After 8 hours or so, lift out the short ribs and shake off any sauce that clings to them. Refrigerate the meat and sauce separately, and have something else for dinner. The next evening before dinner, de-bone and chop the meat. Pick most of the solid orange fat off the cold sauce and discard it (leave a few bits—they make the sauce better). Combine the chopped meat and sauce in a large pot. Heat thoroughly, mix well, and add sugar and salt to taste.* Have some for dinner and freeze the rest in pint sized containers. This recipe will fill seven containers if you don't have any for dinner.

*Tomatoes vary widely in how acidic they are. Sometimes I don't need to add any sugar, and sometimes the sauce has such a harsh bite I add a whole tablespoon. I have used pureed cooked carrots instead of sugar, which works very well, adds a nutritional boost, and is undetectable in the finished product, but I'm usually too lazy. As for salt, if you used canned tomatoes that contain salt already, you might not need to add any. If you used salt-free tomatoes, you'll probably want some.

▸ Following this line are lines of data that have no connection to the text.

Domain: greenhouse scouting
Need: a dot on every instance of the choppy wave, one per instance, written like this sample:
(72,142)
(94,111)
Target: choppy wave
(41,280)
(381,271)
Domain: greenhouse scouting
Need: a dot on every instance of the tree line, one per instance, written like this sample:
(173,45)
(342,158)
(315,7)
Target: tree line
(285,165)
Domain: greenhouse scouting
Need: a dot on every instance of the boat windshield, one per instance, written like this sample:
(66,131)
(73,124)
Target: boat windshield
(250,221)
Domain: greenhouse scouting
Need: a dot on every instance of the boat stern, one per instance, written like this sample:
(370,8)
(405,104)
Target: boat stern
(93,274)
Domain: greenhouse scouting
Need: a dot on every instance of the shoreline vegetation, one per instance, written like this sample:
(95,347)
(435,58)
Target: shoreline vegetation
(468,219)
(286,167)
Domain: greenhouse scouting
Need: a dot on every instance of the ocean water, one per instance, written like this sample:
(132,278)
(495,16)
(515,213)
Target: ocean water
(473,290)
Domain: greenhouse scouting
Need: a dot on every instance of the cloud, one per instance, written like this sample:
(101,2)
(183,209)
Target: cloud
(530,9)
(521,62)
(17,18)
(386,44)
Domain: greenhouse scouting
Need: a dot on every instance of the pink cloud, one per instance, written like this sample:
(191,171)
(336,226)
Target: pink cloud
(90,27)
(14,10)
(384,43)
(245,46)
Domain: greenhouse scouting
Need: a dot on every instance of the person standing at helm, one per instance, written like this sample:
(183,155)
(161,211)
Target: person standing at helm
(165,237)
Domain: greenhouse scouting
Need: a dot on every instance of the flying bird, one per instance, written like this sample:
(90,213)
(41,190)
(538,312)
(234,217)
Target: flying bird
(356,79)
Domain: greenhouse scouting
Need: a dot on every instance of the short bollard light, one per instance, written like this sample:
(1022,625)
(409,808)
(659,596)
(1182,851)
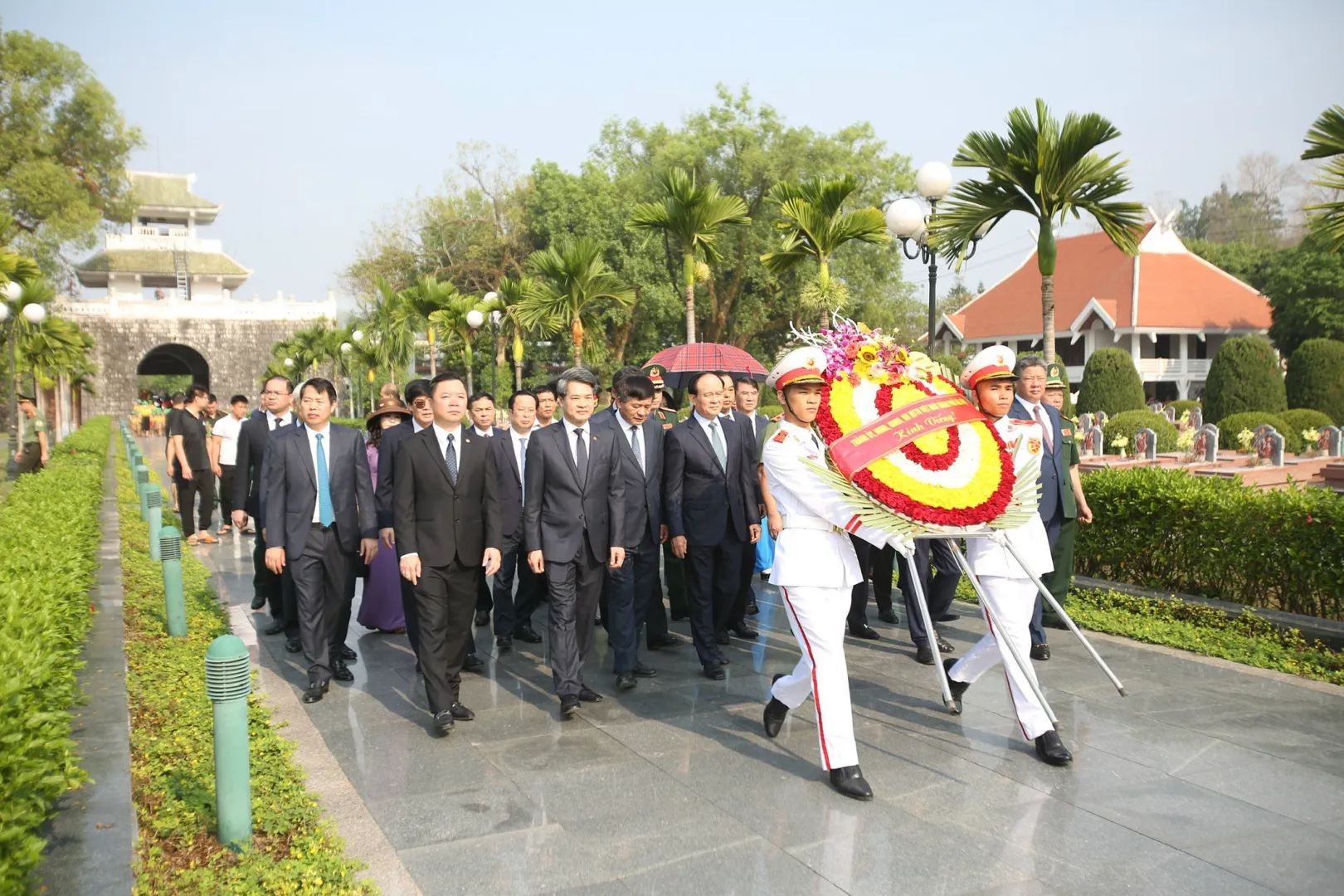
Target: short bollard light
(175,606)
(227,684)
(156,522)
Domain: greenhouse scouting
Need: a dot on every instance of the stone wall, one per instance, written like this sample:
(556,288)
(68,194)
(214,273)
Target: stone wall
(236,353)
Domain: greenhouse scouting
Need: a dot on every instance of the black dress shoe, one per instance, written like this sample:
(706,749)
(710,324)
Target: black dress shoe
(1051,748)
(957,688)
(774,712)
(850,782)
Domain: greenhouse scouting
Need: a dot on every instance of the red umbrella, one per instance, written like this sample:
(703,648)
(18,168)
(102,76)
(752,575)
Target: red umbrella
(683,360)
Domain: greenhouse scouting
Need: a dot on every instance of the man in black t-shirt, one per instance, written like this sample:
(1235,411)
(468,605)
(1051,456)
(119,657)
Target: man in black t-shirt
(190,446)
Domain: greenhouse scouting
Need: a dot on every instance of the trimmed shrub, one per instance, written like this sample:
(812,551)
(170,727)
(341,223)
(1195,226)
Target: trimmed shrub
(1218,539)
(1230,427)
(1316,377)
(1244,377)
(1110,383)
(1127,425)
(49,555)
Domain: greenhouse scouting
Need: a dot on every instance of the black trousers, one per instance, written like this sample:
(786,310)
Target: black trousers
(323,577)
(513,611)
(938,590)
(202,484)
(574,587)
(711,590)
(446,597)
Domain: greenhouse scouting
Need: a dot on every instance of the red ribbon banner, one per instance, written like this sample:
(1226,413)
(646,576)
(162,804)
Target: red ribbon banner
(899,427)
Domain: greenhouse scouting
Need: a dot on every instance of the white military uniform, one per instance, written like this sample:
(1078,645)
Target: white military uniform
(1011,592)
(815,567)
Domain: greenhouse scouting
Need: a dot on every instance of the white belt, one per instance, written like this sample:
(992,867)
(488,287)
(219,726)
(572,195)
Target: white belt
(810,523)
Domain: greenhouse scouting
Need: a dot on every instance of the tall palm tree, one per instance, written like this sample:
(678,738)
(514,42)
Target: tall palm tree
(693,215)
(815,225)
(509,299)
(1326,140)
(574,282)
(1049,169)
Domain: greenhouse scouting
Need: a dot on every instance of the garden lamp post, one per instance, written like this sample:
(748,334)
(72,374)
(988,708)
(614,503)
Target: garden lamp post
(908,219)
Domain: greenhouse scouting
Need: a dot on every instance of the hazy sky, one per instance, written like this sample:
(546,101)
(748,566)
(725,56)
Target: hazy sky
(309,119)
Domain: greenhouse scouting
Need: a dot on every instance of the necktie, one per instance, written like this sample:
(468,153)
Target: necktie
(635,446)
(581,450)
(450,457)
(1045,425)
(719,451)
(325,514)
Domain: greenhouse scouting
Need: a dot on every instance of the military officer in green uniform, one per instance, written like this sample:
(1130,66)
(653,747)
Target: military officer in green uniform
(32,438)
(1062,557)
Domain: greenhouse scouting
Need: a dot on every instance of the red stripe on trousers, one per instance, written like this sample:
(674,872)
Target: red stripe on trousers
(816,698)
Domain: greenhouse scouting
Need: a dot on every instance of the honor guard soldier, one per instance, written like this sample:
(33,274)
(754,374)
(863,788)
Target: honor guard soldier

Now, to define "some." I've always wondered, as I stood over my huge pot of sauce, guiltily wielding that salt shaker, how homemade sauce compared with commercial, and how many actual teaspoons of salt were in those jars at the store. Well, now that I have you people to please, I figured I'd actually, finally do the math and quit just wondering about it. So I googled "nutrition facts" "tomato sauce," recorded what I found for sodium, standardized the serving sizes and units of measure, did some number crunching, and found out that typical commercial sauce (not salt free or low salt) has about a teaspoon of salt per pint of sauce! If you can't visualize this, go measure out a teaspoon of salt. And then think of the volume (depending on your preferred indulgence) of a pint of beer or cream or chocolate fudge ripple. A whole teaspoon! Per pint! If I made my sauce as salty as commercial sauce, the recipe would call for more than two tablespoons of salt! I can't even imagine that tasting good! Sorry for all! the! punctuation! but I am shocked. And, I suppose, consoled. No matter how much salt I add to my sauce, it would still end up with a big "reduced sodium" sticker on it if I were selling it in the grocery store.